A chegada dos extra-terrestres e o poder de negação do medo

Como escrever no De Outra Maneira, nesta outra maneira em que vivemos? Que sentimentos nos assaltam neste pós fastfood,? De pacificação ou de temor? Que desafios se nos colocam? Que medos nos assaltam? Estará o mundo zangado com todos nós ? Não sei ainda os resultados desta prova de esforço de recolhimento. Sei sim que consigo pensar mais e com mais ar no espírito. E mais ozono também! Que vamos desejar ou esperar ou tentar prevenir, com os neurónios bem atentos, depois deste acidente inesperado?
Ao reler o admirável mundo novo no retiro forçado da pandemia, deparei-me com uma carta de Aldous Huxley a George Orwell para lhe agradecer a oferta do exemplar do livro 1984 e fazer um breve comentário ao mesmo, dizendo a dada altura que o pesadelo de 1984 estava destinado a converter-se gradualmente no pesadelo de um mundo, com mais afinidades com o seu Admirável Mundo Novo. Segundo ele “a mudança desse mundo ficaria a dever-se à manifesta necessidade de maior eficácia que a vida exigia”.
E na verdade a evolução tecnológica imparável, a vida acelerada de fast food, é talvez a expressão dessa dita procura de eficácia. Para Aldous Huxley essa evolução era um facto real, “excepto se uma guerra atómica ou biológica em grande escala surgisse. Que pesadelos inimagináveis surgiriam então? ”
Na literatura podemos sondar o futuro e aprender a pensar com ela.
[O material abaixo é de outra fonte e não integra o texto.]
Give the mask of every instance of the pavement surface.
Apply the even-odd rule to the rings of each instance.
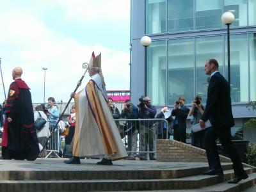
[[[111,166],[97,165],[99,159],[81,159],[80,164],[63,163],[68,159],[36,159],[34,161],[0,160],[0,170],[166,170],[208,167],[206,163],[158,162],[156,161],[119,160]],[[223,163],[223,164],[225,163]]]

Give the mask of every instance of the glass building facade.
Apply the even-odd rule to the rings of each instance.
[[[145,34],[157,36],[147,53],[147,95],[153,103],[172,105],[180,96],[191,103],[195,95],[205,102],[208,83],[205,61],[216,59],[220,72],[227,77],[227,27],[221,22],[221,15],[227,11],[234,13],[236,20],[231,31],[232,28],[246,29],[255,25],[255,2],[145,1]],[[177,34],[179,37],[174,35]],[[250,30],[230,35],[233,103],[256,100],[255,37],[256,32]]]
[[[147,95],[158,109],[172,108],[180,96],[188,107],[196,95],[205,104],[209,76],[204,64],[209,58],[218,60],[220,73],[227,78],[227,30],[221,17],[227,11],[234,13],[230,50],[236,125],[232,131],[234,138],[246,139],[243,124],[253,116],[246,107],[256,100],[256,1],[131,2],[131,99],[136,104]],[[147,49],[140,44],[144,35],[152,39]]]

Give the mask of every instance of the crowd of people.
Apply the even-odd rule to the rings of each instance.
[[[64,163],[80,164],[80,158],[97,157],[102,159],[97,164],[111,165],[113,160],[135,159],[138,138],[140,159],[147,160],[148,153],[149,159],[155,160],[157,138],[168,139],[173,134],[174,140],[186,143],[187,118],[191,116],[192,125],[199,124],[202,128],[197,132],[191,132],[191,145],[206,150],[209,170],[204,174],[223,175],[216,144],[218,138],[234,164],[236,177],[228,182],[237,183],[248,178],[231,142],[230,128],[234,122],[230,84],[218,72],[216,60],[207,60],[205,63],[205,74],[211,76],[205,107],[199,95],[195,97],[190,109],[185,105],[185,98],[180,97],[174,102],[172,111],[165,106],[158,114],[156,108],[151,104],[151,99],[147,96],[140,98],[137,106],[130,100],[125,100],[120,113],[112,99],[107,97],[101,71],[101,54],[95,56],[93,52],[88,65],[91,79],[81,92],[71,94],[75,105],[68,118],[69,130],[68,134],[65,136],[65,144],[67,147],[69,145],[66,150],[70,152],[70,158]],[[13,70],[14,81],[10,84],[7,100],[1,109],[1,123],[4,127],[2,157],[34,161],[40,152],[40,145],[42,147],[45,144],[51,132],[58,126],[60,132],[64,132],[65,126],[59,119],[60,113],[53,97],[48,99],[49,108],[45,108],[44,104],[39,105],[33,111],[29,88],[21,79],[22,72],[19,67]],[[225,117],[218,113],[220,110],[226,114]],[[120,118],[127,119],[123,134],[128,140],[129,156],[122,140],[123,136],[117,127],[120,125],[114,120]],[[45,123],[36,128],[35,122],[37,124],[40,118],[44,120]],[[207,120],[211,126],[204,129]],[[170,127],[168,125],[171,125]],[[52,147],[59,149],[60,135],[55,134],[52,137]],[[41,154],[43,153],[41,151]]]

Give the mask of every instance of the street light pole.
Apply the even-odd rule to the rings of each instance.
[[[221,16],[221,20],[227,26],[227,51],[228,51],[228,81],[230,84],[230,24],[235,20],[235,16],[230,12],[225,12]]]
[[[48,69],[47,68],[44,67],[44,103],[45,102],[45,71]]]
[[[228,51],[228,81],[229,84],[230,84],[230,34],[229,34],[229,27],[230,24],[227,24],[227,51]]]
[[[3,78],[3,74],[2,74],[2,67],[1,67],[1,58],[0,58],[0,71],[1,71],[1,77],[2,77],[2,83],[3,83],[3,87],[4,89],[4,99],[6,99],[6,94],[5,93],[5,88],[4,88],[4,79]]]
[[[144,96],[147,96],[147,47],[151,45],[151,38],[148,36],[143,36],[140,39],[140,44],[145,47],[145,89]]]

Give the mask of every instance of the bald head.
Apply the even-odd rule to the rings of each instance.
[[[16,67],[12,70],[12,78],[15,80],[17,78],[20,77],[23,70],[20,67]]]

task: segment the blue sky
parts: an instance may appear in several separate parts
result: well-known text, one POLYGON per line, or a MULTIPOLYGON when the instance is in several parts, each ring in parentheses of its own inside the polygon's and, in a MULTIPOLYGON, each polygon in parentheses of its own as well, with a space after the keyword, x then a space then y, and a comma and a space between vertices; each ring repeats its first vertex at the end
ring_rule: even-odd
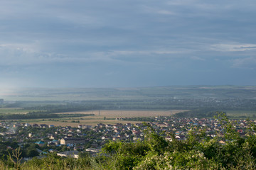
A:
POLYGON ((0 87, 256 85, 256 1, 0 2, 0 87))

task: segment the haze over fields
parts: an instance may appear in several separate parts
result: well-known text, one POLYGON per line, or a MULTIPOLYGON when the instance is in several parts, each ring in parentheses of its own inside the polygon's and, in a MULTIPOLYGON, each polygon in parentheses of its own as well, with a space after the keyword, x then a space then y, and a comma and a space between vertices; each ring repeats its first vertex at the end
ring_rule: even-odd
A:
POLYGON ((0 88, 256 85, 256 1, 0 3, 0 88))

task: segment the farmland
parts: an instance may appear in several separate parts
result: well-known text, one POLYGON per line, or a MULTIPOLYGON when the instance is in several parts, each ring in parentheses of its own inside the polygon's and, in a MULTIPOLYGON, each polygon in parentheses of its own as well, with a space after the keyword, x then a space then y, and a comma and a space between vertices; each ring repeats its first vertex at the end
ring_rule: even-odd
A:
MULTIPOLYGON (((116 118, 126 117, 126 118, 143 118, 143 117, 154 117, 154 116, 170 116, 178 112, 184 111, 184 110, 94 110, 85 112, 72 112, 65 113, 65 114, 95 114, 92 116, 85 116, 72 118, 58 118, 58 119, 31 119, 23 120, 22 122, 28 123, 41 123, 46 125, 54 125, 55 126, 66 126, 70 125, 77 127, 80 124, 86 124, 89 125, 95 125, 97 123, 104 124, 116 124, 127 123, 128 121, 115 120, 116 118), (78 122, 79 121, 79 123, 78 122)), ((56 113, 60 114, 60 113, 56 113)), ((63 113, 61 113, 63 114, 63 113)), ((133 122, 141 123, 139 121, 133 122)))
POLYGON ((56 125, 116 123, 117 118, 169 116, 186 110, 191 110, 192 117, 222 110, 232 118, 256 118, 256 86, 1 89, 1 98, 2 120, 56 125))

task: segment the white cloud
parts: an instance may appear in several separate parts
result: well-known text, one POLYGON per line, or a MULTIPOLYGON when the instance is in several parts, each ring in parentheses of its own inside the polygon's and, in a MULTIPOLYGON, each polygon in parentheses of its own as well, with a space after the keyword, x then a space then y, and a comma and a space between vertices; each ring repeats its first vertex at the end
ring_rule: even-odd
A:
POLYGON ((256 50, 256 44, 220 43, 212 45, 210 47, 213 51, 239 52, 256 50))
POLYGON ((235 59, 233 67, 256 69, 256 57, 235 59))

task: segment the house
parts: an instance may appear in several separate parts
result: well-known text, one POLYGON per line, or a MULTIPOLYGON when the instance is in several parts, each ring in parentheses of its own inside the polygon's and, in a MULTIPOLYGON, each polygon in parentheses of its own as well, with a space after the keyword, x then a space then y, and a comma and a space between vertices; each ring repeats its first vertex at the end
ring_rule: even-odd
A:
POLYGON ((39 147, 43 147, 45 143, 43 141, 39 141, 39 142, 35 142, 35 144, 38 144, 39 147))
POLYGON ((82 137, 62 138, 60 144, 84 144, 85 142, 85 139, 82 137))
POLYGON ((78 158, 79 152, 78 151, 65 151, 60 153, 57 153, 58 156, 64 157, 73 157, 73 158, 78 158))

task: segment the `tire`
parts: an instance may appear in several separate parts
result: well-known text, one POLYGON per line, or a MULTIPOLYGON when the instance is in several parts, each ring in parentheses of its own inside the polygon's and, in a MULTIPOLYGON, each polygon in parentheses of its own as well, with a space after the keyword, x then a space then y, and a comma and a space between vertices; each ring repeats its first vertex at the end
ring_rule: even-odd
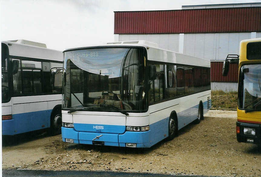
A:
POLYGON ((167 138, 168 140, 173 139, 177 133, 177 122, 176 119, 170 117, 169 121, 169 136, 167 138))
POLYGON ((201 120, 204 119, 203 115, 203 106, 201 103, 200 103, 200 106, 198 108, 198 113, 197 118, 195 120, 195 122, 196 124, 199 124, 201 120))
POLYGON ((52 114, 52 116, 51 120, 51 127, 50 134, 51 135, 56 135, 60 134, 61 133, 62 127, 62 116, 61 110, 56 108, 54 110, 55 112, 52 114))

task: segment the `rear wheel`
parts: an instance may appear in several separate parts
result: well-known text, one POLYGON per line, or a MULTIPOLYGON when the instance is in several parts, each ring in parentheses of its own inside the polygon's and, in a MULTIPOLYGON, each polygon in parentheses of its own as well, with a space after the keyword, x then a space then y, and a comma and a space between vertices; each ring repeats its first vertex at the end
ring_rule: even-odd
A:
POLYGON ((177 135, 177 122, 175 119, 170 117, 169 122, 169 137, 167 138, 168 140, 173 140, 177 135))
POLYGON ((55 135, 61 134, 62 127, 62 116, 61 111, 57 109, 51 117, 50 134, 55 135))
POLYGON ((203 115, 203 106, 202 104, 200 104, 200 106, 198 108, 198 113, 197 115, 197 118, 195 121, 195 123, 196 124, 199 124, 201 120, 204 119, 204 117, 203 115))

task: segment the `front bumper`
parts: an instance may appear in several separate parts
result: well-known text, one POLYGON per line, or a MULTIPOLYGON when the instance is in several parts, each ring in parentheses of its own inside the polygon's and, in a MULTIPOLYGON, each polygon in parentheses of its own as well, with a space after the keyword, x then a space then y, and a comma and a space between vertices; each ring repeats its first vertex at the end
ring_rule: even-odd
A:
POLYGON ((136 147, 150 147, 150 131, 144 132, 126 131, 122 134, 78 131, 73 128, 62 127, 61 128, 62 141, 65 138, 73 140, 74 143, 95 144, 103 142, 104 146, 125 147, 126 143, 135 143, 136 147), (101 135, 102 136, 101 136, 101 135), (98 139, 93 140, 96 137, 98 139))
POLYGON ((236 122, 236 126, 239 127, 240 133, 237 134, 236 138, 238 142, 242 142, 261 145, 261 124, 243 123, 236 122), (244 134, 244 127, 253 128, 255 129, 254 135, 246 135, 244 134), (247 140, 253 140, 253 142, 248 141, 247 140))

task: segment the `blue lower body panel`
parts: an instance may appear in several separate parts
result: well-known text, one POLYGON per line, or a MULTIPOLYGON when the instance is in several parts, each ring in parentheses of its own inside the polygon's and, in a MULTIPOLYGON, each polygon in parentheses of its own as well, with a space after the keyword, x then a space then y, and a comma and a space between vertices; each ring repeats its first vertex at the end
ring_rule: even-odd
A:
POLYGON ((16 134, 50 127, 52 110, 12 115, 12 119, 2 121, 2 134, 16 134))
POLYGON ((62 138, 64 142, 65 138, 73 139, 74 143, 92 144, 93 141, 97 141, 104 142, 105 146, 125 147, 126 143, 135 143, 137 147, 150 147, 167 137, 168 121, 168 118, 151 124, 149 131, 126 131, 123 134, 78 131, 63 127, 62 138), (99 138, 93 140, 96 136, 99 138))

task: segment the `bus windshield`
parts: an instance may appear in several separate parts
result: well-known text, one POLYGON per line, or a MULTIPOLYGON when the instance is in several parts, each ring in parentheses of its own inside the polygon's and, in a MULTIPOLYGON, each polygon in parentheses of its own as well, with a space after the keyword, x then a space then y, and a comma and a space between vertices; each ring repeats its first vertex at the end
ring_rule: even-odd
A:
POLYGON ((8 48, 6 45, 2 43, 2 102, 6 103, 10 98, 8 72, 8 48))
POLYGON ((239 108, 261 110, 261 65, 244 65, 239 72, 239 108))
POLYGON ((87 49, 66 52, 64 56, 64 109, 146 109, 142 49, 87 49))

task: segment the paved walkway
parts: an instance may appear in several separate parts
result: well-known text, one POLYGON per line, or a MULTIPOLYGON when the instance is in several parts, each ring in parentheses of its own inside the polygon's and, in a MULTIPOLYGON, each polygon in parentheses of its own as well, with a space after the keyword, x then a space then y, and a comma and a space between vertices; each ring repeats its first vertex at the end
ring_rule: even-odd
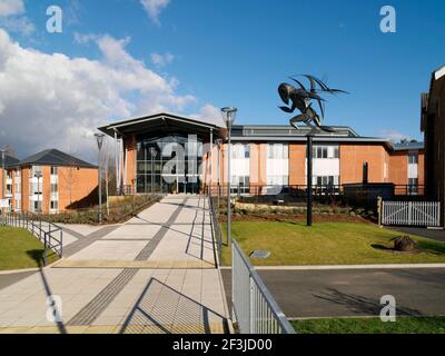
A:
POLYGON ((66 227, 65 259, 3 284, 0 333, 226 333, 207 208, 171 196, 125 225, 66 227), (48 295, 61 298, 59 323, 48 295))

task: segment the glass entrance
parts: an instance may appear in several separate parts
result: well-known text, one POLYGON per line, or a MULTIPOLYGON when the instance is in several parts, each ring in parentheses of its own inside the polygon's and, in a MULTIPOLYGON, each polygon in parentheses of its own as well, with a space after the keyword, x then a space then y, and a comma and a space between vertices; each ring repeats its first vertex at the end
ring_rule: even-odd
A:
POLYGON ((198 194, 202 142, 184 135, 139 139, 136 169, 138 194, 198 194))

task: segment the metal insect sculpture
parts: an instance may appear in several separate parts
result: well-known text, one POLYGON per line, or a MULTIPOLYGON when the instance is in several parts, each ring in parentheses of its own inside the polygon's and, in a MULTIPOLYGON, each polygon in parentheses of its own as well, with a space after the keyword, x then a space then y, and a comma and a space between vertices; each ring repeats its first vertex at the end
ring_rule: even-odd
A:
POLYGON ((295 81, 298 87, 291 86, 289 83, 281 83, 278 87, 278 93, 281 100, 287 105, 287 107, 279 107, 283 111, 287 113, 294 113, 298 109, 301 113, 290 119, 290 125, 299 130, 297 122, 304 122, 313 130, 322 130, 326 132, 334 132, 332 127, 323 126, 323 120, 325 117, 325 99, 320 97, 323 93, 347 93, 347 91, 339 89, 330 89, 323 80, 315 78, 314 76, 303 75, 308 79, 310 89, 306 87, 293 77, 290 80, 295 81), (313 100, 317 101, 320 115, 313 108, 313 100), (290 107, 289 107, 290 105, 290 107))

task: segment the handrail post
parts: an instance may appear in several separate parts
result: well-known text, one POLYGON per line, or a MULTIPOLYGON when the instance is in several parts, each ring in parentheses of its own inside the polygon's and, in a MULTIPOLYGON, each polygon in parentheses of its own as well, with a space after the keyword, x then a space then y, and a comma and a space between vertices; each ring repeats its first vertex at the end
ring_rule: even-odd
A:
POLYGON ((47 233, 44 233, 43 266, 47 267, 47 233))

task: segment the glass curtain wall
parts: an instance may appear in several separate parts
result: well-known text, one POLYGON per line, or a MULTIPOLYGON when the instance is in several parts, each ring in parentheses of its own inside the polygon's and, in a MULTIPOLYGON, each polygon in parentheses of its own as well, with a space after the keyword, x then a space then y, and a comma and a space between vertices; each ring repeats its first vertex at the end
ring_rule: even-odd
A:
POLYGON ((202 142, 182 135, 138 139, 137 192, 199 192, 202 142))

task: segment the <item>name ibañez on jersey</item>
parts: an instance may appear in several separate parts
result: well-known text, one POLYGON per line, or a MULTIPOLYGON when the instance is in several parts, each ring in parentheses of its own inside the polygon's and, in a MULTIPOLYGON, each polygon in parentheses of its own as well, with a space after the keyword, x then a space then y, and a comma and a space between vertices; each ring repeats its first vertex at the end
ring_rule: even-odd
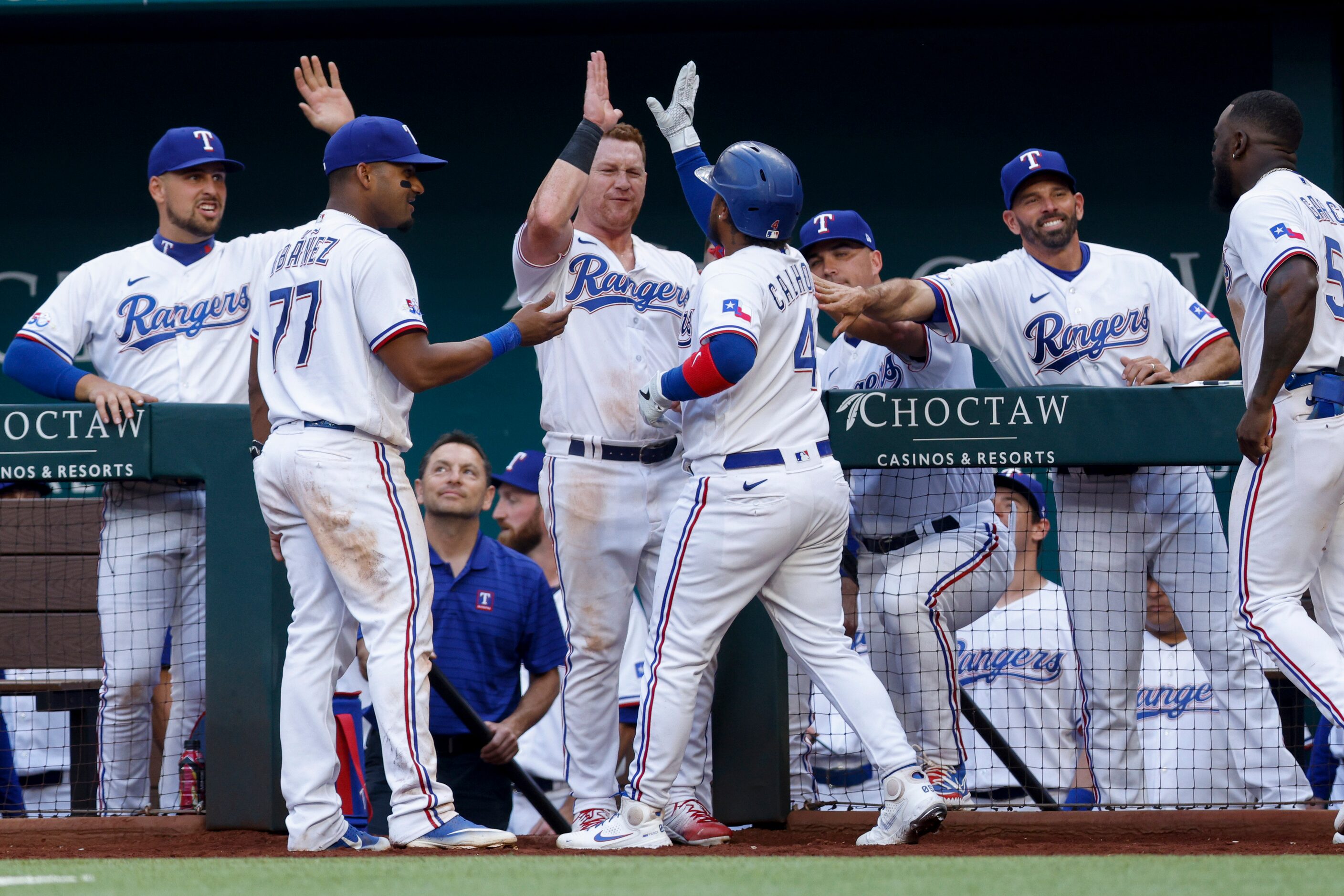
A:
POLYGON ((569 269, 574 274, 574 285, 564 294, 564 301, 589 313, 613 305, 633 305, 641 314, 681 314, 691 297, 684 286, 661 279, 636 281, 629 274, 614 271, 601 255, 577 255, 569 269))
POLYGON ((245 324, 251 306, 247 287, 249 283, 243 283, 235 290, 191 305, 161 306, 149 293, 126 296, 117 305, 117 317, 122 321, 117 332, 121 351, 148 352, 179 333, 194 339, 207 329, 245 324))
POLYGON ((1214 705, 1214 685, 1181 685, 1180 688, 1140 688, 1134 697, 1140 719, 1180 719, 1187 712, 1218 712, 1214 705))
POLYGON ((1050 684, 1063 674, 1063 650, 1032 650, 1030 647, 1000 647, 997 650, 969 650, 965 641, 957 641, 957 681, 962 686, 999 678, 1020 678, 1034 684, 1050 684))
POLYGON ((1038 372, 1063 373, 1078 361, 1095 361, 1113 348, 1146 343, 1148 305, 1090 324, 1068 324, 1059 312, 1046 312, 1027 321, 1021 334, 1032 343, 1031 363, 1040 367, 1038 372))

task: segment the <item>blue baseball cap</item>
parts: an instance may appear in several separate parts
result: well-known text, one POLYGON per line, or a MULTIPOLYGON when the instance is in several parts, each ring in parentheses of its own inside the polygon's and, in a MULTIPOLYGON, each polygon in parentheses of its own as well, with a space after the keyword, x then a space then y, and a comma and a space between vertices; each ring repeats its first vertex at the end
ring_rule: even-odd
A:
POLYGON ((800 251, 828 239, 852 239, 868 249, 878 247, 872 239, 872 227, 868 227, 868 222, 860 218, 856 211, 824 211, 814 215, 804 222, 798 236, 801 239, 800 251))
POLYGON ((379 116, 360 116, 341 125, 327 141, 323 171, 329 175, 337 168, 349 168, 362 161, 409 163, 421 171, 448 164, 445 159, 422 153, 410 128, 395 118, 379 116))
POLYGON ((544 459, 543 451, 519 451, 508 462, 508 466, 491 477, 491 484, 507 482, 524 492, 538 494, 542 490, 542 461, 544 459))
POLYGON ((1046 513, 1046 486, 1036 477, 1016 467, 1009 467, 995 473, 995 485, 1017 492, 1027 498, 1032 509, 1036 510, 1036 516, 1042 520, 1050 519, 1046 513))
POLYGON ((218 161, 224 171, 242 171, 246 165, 224 157, 224 141, 206 128, 169 128, 149 150, 149 176, 218 161))
POLYGON ((1063 175, 1070 188, 1078 189, 1074 176, 1068 173, 1068 165, 1064 164, 1063 156, 1048 149, 1024 149, 1004 165, 1003 172, 999 175, 999 183, 1004 188, 1004 208, 1012 208, 1012 195, 1021 187, 1021 181, 1047 171, 1063 175))

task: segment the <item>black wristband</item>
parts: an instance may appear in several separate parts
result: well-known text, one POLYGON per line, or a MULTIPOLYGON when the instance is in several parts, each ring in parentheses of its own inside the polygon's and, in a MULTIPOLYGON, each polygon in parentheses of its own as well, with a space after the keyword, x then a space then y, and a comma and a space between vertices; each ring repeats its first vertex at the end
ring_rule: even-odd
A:
POLYGON ((593 156, 597 154, 597 145, 602 141, 602 129, 587 118, 579 121, 574 129, 574 136, 564 145, 560 161, 567 161, 585 175, 593 169, 593 156))

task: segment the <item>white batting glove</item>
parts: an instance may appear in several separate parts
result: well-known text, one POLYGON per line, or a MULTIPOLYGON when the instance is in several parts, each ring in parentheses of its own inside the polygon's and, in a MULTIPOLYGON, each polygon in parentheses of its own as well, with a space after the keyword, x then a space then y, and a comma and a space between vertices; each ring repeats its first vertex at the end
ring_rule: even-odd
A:
POLYGON ((700 134, 691 126, 691 120, 695 118, 695 94, 699 89, 700 75, 695 74, 695 63, 688 62, 681 66, 681 73, 676 77, 672 102, 667 109, 653 97, 645 99, 655 121, 659 122, 659 130, 668 138, 668 145, 675 153, 700 145, 700 134))
POLYGON ((649 426, 667 426, 668 422, 663 418, 667 412, 676 404, 672 399, 663 394, 663 375, 657 373, 652 380, 644 384, 640 390, 640 416, 649 426))

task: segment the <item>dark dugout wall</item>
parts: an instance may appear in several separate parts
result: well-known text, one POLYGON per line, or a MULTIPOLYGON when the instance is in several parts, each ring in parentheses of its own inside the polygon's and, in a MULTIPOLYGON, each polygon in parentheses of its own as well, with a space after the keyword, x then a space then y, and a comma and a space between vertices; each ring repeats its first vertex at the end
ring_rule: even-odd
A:
MULTIPOLYGON (((644 105, 667 101, 687 59, 702 74, 710 156, 741 138, 782 148, 809 212, 859 210, 891 275, 1013 249, 999 168, 1046 146, 1078 177, 1086 240, 1161 259, 1226 321, 1226 218, 1206 199, 1211 132, 1232 97, 1271 85, 1306 113, 1302 169, 1340 193, 1337 7, 1284 19, 1267 4, 1228 5, 1207 19, 1193 4, 1050 5, 1073 17, 1030 24, 1016 4, 906 7, 8 3, 3 341, 62 271, 153 234, 145 157, 169 126, 215 130, 249 167, 230 177, 222 238, 313 218, 324 137, 300 116, 290 77, 310 52, 340 64, 358 111, 403 120, 450 160, 426 175, 415 228, 394 236, 438 340, 508 317, 511 240, 579 118, 594 48, 649 145, 637 232, 694 258, 703 240, 644 105)), ((414 438, 464 429, 503 461, 539 446, 539 399, 535 356, 519 351, 418 396, 414 438)), ((4 379, 0 402, 12 400, 32 396, 4 379)))

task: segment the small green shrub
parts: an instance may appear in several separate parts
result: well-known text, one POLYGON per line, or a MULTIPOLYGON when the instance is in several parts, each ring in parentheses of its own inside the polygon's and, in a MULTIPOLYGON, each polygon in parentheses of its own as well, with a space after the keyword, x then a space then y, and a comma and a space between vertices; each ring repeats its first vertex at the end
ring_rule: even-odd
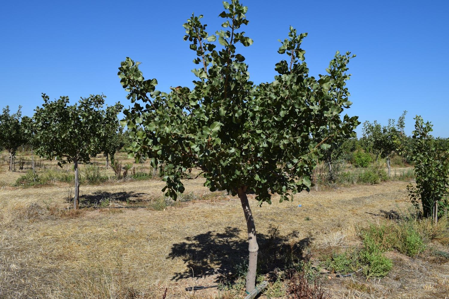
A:
POLYGON ((379 175, 371 169, 362 171, 359 174, 358 182, 363 184, 374 185, 380 182, 379 175))
POLYGON ((273 284, 269 286, 264 294, 267 296, 267 299, 283 297, 285 295, 285 289, 280 277, 278 277, 273 284))
POLYGON ((422 236, 413 225, 407 222, 397 227, 396 234, 399 236, 399 242, 395 247, 401 253, 409 256, 415 256, 423 251, 426 246, 422 236))
POLYGON ((100 205, 103 208, 109 207, 110 201, 109 198, 104 198, 100 201, 100 205))
POLYGON ((334 272, 347 274, 357 270, 357 254, 346 251, 343 253, 334 253, 331 257, 326 260, 324 264, 327 269, 334 272))
POLYGON ((155 211, 162 211, 167 207, 165 199, 160 197, 155 200, 152 201, 150 205, 150 208, 155 211))
POLYGON ((104 182, 109 178, 100 173, 100 167, 92 164, 86 165, 82 171, 82 182, 88 184, 99 184, 104 182))
POLYGON ((371 225, 362 231, 362 240, 365 248, 371 251, 383 252, 393 248, 397 243, 391 227, 386 225, 371 225))
POLYGON ((366 279, 370 277, 385 277, 393 268, 391 260, 379 251, 364 248, 359 252, 362 273, 366 279))
POLYGON ((352 171, 343 171, 336 178, 335 181, 342 185, 355 184, 357 182, 357 175, 352 171))
POLYGON ((368 167, 373 160, 370 153, 365 152, 361 149, 356 151, 352 159, 353 164, 356 167, 368 167))
POLYGON ((423 236, 417 230, 419 225, 414 219, 371 225, 362 232, 364 245, 370 251, 383 252, 395 249, 409 256, 415 256, 426 247, 423 236))

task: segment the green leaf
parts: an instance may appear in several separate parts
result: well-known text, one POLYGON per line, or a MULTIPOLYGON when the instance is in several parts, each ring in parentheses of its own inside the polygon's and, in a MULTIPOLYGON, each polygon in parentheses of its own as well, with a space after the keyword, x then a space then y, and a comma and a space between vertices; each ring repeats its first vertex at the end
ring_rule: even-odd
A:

Cá temos hoje a nossa pequena nova guerra biológica, contra um inimigo pequenino, com uma simples camadinha proteica a protegê-lo, inteligente e voraz e as inimagináveis perdas físicas, e os descontrolos éticos e morais a elas associados.
E esta reclusão fez-me reflectir sobre o futuro desconhecido e da sua relação com os medos. Do medo do controlo considerado como normal exercido por drones que nos vigiam, por uma (boa causa neste momento), mas podendo no futuro vir a institucionalizar-se para controlar “desmandos” e do enorme medo de perder a liberdade.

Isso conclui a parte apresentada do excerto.